I asked Ir. S. Tambun if I could purchase it. He smiled saying that it was a new creation and that, so far, he had only given one to the wife of the Governor of North Sumatra; it had not yet been launched on the market….but that he would like to give me one to thank me for my book, Legacy in cloth! We walked over to the loom where it was being woven and he cut one off for me. I immediately had visions of myself wearing it at the upcoming WISDOM conference in Yogyakarta and stuffed several copies of Ir. Tambun’s business card in my bag. I want to tell people about him and his work!


I am thrilled with his creation. It is the kind of creation that I find appropriate for semi-mechanized weaving. It is rooted in the Batak tradition but has universal appeal and does not compete with traditional cloth. When I wear it, I will feel that I am wearing the future of the commercial textile industry in North Sumatra and the product of a truly clever and innovative designer.

I hope that the industry will develop with much concern for its environmental impact so that it will come to mean far more than just income for participating weavers. Weaving industries are notorious for polluting dyes and noisy working conditions. May this industry encourage health as well as financial well-being for its weavers and owner as it moves towards the future. May the industry become as sustainable as the ancient designs from which it takes its inspiration.

Thank you, Ir. S. Tambun for this beautiful textile that, for me, represents an exciting vision of the future.

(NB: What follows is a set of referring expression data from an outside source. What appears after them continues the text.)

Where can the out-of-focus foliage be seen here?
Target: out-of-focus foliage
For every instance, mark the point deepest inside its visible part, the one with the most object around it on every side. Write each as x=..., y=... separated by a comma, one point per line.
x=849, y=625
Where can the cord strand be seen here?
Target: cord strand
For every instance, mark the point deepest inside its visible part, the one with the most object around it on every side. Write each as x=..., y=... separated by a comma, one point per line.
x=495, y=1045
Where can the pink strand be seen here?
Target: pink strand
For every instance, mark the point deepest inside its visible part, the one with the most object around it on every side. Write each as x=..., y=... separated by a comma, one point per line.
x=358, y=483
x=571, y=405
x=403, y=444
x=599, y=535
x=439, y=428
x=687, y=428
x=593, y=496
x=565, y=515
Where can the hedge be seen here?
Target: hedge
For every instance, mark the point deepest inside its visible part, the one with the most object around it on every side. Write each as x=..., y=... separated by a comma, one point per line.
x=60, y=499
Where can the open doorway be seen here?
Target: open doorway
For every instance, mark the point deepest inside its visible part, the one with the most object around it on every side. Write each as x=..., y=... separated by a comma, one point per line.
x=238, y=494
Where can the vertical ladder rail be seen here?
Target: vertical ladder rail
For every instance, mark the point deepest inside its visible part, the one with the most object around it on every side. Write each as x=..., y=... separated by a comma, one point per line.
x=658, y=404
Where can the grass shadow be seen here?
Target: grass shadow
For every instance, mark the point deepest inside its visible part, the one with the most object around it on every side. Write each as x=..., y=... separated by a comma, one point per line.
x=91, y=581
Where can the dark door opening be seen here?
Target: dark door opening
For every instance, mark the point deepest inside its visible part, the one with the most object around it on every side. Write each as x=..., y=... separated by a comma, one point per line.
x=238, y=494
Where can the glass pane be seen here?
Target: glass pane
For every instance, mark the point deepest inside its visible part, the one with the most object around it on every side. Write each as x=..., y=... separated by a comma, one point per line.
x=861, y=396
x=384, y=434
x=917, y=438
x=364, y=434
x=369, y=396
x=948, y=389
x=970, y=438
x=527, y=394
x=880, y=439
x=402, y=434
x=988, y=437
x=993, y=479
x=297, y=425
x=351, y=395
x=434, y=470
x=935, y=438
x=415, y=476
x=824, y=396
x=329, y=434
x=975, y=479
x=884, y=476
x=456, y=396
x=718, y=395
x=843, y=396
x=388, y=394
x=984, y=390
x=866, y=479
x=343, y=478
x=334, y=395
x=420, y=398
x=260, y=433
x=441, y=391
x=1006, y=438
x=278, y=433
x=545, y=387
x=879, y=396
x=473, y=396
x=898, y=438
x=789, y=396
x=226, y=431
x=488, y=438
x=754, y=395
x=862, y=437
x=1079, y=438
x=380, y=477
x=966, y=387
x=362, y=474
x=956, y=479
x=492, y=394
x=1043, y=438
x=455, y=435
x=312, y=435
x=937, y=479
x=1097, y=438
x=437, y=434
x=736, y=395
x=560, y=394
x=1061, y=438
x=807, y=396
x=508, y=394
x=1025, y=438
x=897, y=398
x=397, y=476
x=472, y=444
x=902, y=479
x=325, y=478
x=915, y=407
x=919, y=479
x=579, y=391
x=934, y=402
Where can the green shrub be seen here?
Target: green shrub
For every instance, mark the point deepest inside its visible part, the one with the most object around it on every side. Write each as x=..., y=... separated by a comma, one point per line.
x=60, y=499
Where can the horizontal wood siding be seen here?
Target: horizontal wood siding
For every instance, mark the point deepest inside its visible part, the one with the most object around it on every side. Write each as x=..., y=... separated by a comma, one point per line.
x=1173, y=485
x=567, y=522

P.S. Later, though facebook, Sahat Tambun gave me these details about the textile:
Kain disebut tenunan dobby, terbuat dari bahan full spunsilk ex China, desain sebangun dengan uis julu jongkit (uis Karo), penggunaan multi purpose.
[Translation: The cloth you are referring to is woven with a dobby (mechanism that makes small patterns that are simpler than those made with a jacquard loom); it is made from "full spunsilk from China"; the design is derived from uis julu jongkit (a Karo textile); it has a multi-purpose function.]